Fresh Phish

How a recently discovered flaw in the Internet’s Domain Name System makes it easy for scammers to lure you to fake Web sites

9 min read
Opening illustration for this feature article.
Illustration: Viktor Koen

When you direct your browser to www.google.com, you take it for granted that the Web page that appears will indeed come from Google and not from some shadowy Internet scammer pretending to be Google. But your faith is misplaced. It turns out to be easy for a malicious computer hacker to trick your browser into steering you anywhere he wants and then to pilfer sensitive information, like your user name, password, and credit card number.

Dan Kaminsky, of the Seattle-based computer-security firm IOActive, stumbled onto the problem in February while examining the functioning of the Domain Name System, or DNS, the database that computers use to find their way around the Internet. At the time, it was still just a theoretical vulnerability; he had not actually observed anyone taking advantage of it. But he knew that clever criminals would eventually uncover the flaw, at which point all kinds of damage could be done. “I realized the scope of this pretty quickly,” he recalls.
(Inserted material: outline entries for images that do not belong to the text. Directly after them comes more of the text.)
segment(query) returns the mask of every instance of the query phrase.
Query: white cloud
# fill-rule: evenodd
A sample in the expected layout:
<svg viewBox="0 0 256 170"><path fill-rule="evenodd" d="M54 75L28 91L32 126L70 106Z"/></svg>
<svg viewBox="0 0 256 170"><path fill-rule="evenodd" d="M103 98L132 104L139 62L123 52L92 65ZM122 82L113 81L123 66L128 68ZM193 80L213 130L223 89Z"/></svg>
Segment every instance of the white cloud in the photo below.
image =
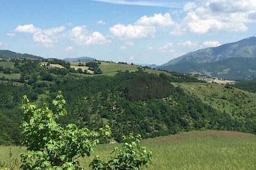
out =
<svg viewBox="0 0 256 170"><path fill-rule="evenodd" d="M195 48L196 47L198 47L198 42L197 41L186 41L182 43L178 43L178 45L183 46L184 47L188 47L188 48Z"/></svg>
<svg viewBox="0 0 256 170"><path fill-rule="evenodd" d="M102 3L116 4L160 6L164 8L181 8L180 3L175 1L129 1L129 0L93 0Z"/></svg>
<svg viewBox="0 0 256 170"><path fill-rule="evenodd" d="M129 24L116 24L109 28L109 31L115 36L122 39L138 39L154 37L156 29L154 27Z"/></svg>
<svg viewBox="0 0 256 170"><path fill-rule="evenodd" d="M132 41L125 41L124 43L127 46L133 46L134 45L133 42Z"/></svg>
<svg viewBox="0 0 256 170"><path fill-rule="evenodd" d="M163 53L172 52L172 50L170 48L173 45L173 43L167 43L164 45L158 47L157 50Z"/></svg>
<svg viewBox="0 0 256 170"><path fill-rule="evenodd" d="M104 22L103 20L98 20L98 21L97 22L97 24L100 24L100 25L104 25L104 24L106 24L106 22Z"/></svg>
<svg viewBox="0 0 256 170"><path fill-rule="evenodd" d="M154 48L152 47L152 46L150 46L150 47L148 47L148 50L153 50L153 49L154 49Z"/></svg>
<svg viewBox="0 0 256 170"><path fill-rule="evenodd" d="M134 57L132 55L131 55L130 57L129 57L129 60L134 60Z"/></svg>
<svg viewBox="0 0 256 170"><path fill-rule="evenodd" d="M180 57L180 56L183 55L184 54L185 54L185 53L183 53L183 52L177 52L177 53L173 53L173 57Z"/></svg>
<svg viewBox="0 0 256 170"><path fill-rule="evenodd" d="M65 48L64 51L67 52L73 52L74 51L73 46L68 46L66 48Z"/></svg>
<svg viewBox="0 0 256 170"><path fill-rule="evenodd" d="M108 44L111 40L98 31L92 34L86 33L84 27L76 27L70 31L70 39L80 45L89 45L94 44Z"/></svg>
<svg viewBox="0 0 256 170"><path fill-rule="evenodd" d="M120 46L120 50L125 50L126 48L127 48L127 47L126 46Z"/></svg>
<svg viewBox="0 0 256 170"><path fill-rule="evenodd" d="M136 22L136 25L145 26L167 27L173 24L170 13L155 14L153 17L146 15L140 18Z"/></svg>
<svg viewBox="0 0 256 170"><path fill-rule="evenodd" d="M51 47L56 42L58 34L63 31L65 29L65 27L64 26L60 26L47 29L42 29L35 27L31 24L18 25L14 31L32 34L33 40L38 45L42 45L46 47Z"/></svg>
<svg viewBox="0 0 256 170"><path fill-rule="evenodd" d="M16 32L26 32L26 33L35 33L37 29L34 25L31 24L18 25L18 27L14 30Z"/></svg>
<svg viewBox="0 0 256 170"><path fill-rule="evenodd" d="M184 6L186 17L174 24L172 34L245 31L256 21L256 1L197 0Z"/></svg>
<svg viewBox="0 0 256 170"><path fill-rule="evenodd" d="M54 43L54 40L51 37L40 31L33 34L33 40L38 45L43 45L46 47L52 46Z"/></svg>
<svg viewBox="0 0 256 170"><path fill-rule="evenodd" d="M63 31L64 31L65 29L65 27L64 26L60 26L58 27L53 27L51 29L45 29L42 32L47 35L53 36L57 33L62 32Z"/></svg>
<svg viewBox="0 0 256 170"><path fill-rule="evenodd" d="M216 47L221 45L219 41L204 41L203 46L204 47Z"/></svg>
<svg viewBox="0 0 256 170"><path fill-rule="evenodd" d="M16 34L13 33L13 32L9 32L9 33L7 33L6 35L8 36L16 36Z"/></svg>

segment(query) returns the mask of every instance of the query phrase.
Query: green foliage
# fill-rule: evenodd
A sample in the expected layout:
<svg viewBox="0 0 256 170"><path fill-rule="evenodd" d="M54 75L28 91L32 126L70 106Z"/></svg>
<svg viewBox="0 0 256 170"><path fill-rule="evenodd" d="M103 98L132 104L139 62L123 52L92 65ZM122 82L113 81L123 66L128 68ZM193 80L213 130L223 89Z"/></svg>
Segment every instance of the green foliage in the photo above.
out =
<svg viewBox="0 0 256 170"><path fill-rule="evenodd" d="M74 124L62 127L56 120L67 115L65 101L60 92L52 101L37 109L24 96L22 143L28 152L20 155L22 169L82 169L77 159L90 156L100 136L110 135L108 126L101 133L78 129Z"/></svg>
<svg viewBox="0 0 256 170"><path fill-rule="evenodd" d="M46 104L42 108L36 108L24 96L22 144L26 146L27 152L20 155L22 169L83 169L77 159L90 156L100 139L111 134L108 125L101 128L100 132L79 129L72 124L61 127L56 121L67 113L66 102L60 91L52 104L55 106L53 111ZM118 152L117 157L108 164L99 161L97 164L96 158L92 163L93 169L98 169L99 166L103 168L101 169L111 169L109 167L117 167L118 164L122 168L114 169L138 169L147 164L152 153L145 148L138 146L140 139L140 136L124 137L124 149Z"/></svg>
<svg viewBox="0 0 256 170"><path fill-rule="evenodd" d="M145 147L140 148L138 143L141 140L140 135L135 137L132 134L122 137L122 149L117 147L112 151L112 156L107 162L100 160L97 156L90 164L93 169L97 170L133 170L140 169L140 167L147 165L150 162L152 152Z"/></svg>

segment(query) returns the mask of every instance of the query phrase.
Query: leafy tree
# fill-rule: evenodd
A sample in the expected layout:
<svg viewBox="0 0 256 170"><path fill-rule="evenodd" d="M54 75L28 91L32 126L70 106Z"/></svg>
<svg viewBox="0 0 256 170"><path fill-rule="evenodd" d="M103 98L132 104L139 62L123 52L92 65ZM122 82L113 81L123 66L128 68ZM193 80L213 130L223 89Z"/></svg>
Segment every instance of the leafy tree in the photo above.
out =
<svg viewBox="0 0 256 170"><path fill-rule="evenodd" d="M82 169L77 159L90 156L99 138L110 135L108 126L101 129L101 133L79 129L71 124L62 127L56 122L67 115L60 92L52 104L54 111L46 104L37 109L24 96L22 145L28 152L21 154L22 169Z"/></svg>
<svg viewBox="0 0 256 170"><path fill-rule="evenodd" d="M83 169L77 159L90 156L100 139L111 134L108 125L101 128L100 132L78 129L72 124L61 127L56 120L67 113L60 91L52 104L54 110L46 104L42 108L36 108L24 96L22 144L28 152L20 155L22 169ZM138 146L140 139L140 136L124 137L123 150L115 148L113 152L117 153L116 157L107 163L97 157L91 166L93 169L139 169L149 162L152 155L145 148Z"/></svg>

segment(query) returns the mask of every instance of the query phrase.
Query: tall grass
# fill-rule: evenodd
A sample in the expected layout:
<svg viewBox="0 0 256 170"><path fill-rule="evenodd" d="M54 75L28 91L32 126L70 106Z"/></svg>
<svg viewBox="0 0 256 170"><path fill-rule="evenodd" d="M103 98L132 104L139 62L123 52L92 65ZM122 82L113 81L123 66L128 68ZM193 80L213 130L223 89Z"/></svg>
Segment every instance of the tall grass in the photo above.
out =
<svg viewBox="0 0 256 170"><path fill-rule="evenodd" d="M90 157L80 159L88 164L97 155L106 159L117 144L100 145ZM153 152L151 165L141 169L255 169L256 136L228 131L194 131L143 140L140 144ZM0 146L0 162L8 162L10 146ZM12 146L19 160L24 148ZM15 169L18 169L19 166Z"/></svg>

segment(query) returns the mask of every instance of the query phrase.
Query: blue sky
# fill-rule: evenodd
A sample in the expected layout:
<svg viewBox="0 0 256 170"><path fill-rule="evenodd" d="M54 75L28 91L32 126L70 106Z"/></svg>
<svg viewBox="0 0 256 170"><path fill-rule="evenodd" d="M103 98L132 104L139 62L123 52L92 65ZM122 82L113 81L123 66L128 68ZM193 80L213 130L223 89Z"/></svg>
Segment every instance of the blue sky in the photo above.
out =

He then alerted other security experts and the makers of network equipment and worked with them behind the scenes to get software patches written. The various vendors released their new code in a coordinated move on 8 July. At that point the existence of the threat became common knowledge, at least among computer types, but the details of how the flaw could be exploited were still shrouded in mystery. To give network administrators time to install the new software, Kaminsky had planned to wait 30 days before publicly describing the vulnerability. But things soon spiraled out of his control.

By looking at the patch, others guessed what Kaminsky had found, and soon some had posted their ideas on the Internet. The cat slipped fully out of the bag when a blogger at the computer-security firm Matasano Security confirmed some of these speculations. The blog post was taken down quickly, but not quickly enough to prevent it from being copied and widely disseminated.

Within days, code to exploit the newfound weakness in the DNS had been posted on the Web site of the “computer academic underground” (https://www.caughq.org)—precisely the kind of thing Kaminsky had hoped to forestall.

Whereas some network administrators may initially have been reluctant to patch their systems, fearing that the upgrade itself might cause problems, most of them now seem to have made the change. No definitive tally is available, but Kaminsky has created a tool on his personal Web site (https://www.doxpara.com) that allows visitors to check whether the server they are using has been patched. He reports that as of 9 July, about 85 percent of the name servers being tested were vulnerable. But by 6 August, the proportion had dropped to 30 percent.

But even those who have taken the appropriate steps are not exactly breathing easy. The patch is not a perfect countermeasure, as Kaminsky has emphasized on his blog: “This is just a stopgap—we’re still in trouble with DNS, just less.”

If you follow computing at all, you know that security experts routinely uncover software glitches and vulnerabilities and then issue software patches and upgrades. What Kaminsky has found, however, is much bigger and much scarier.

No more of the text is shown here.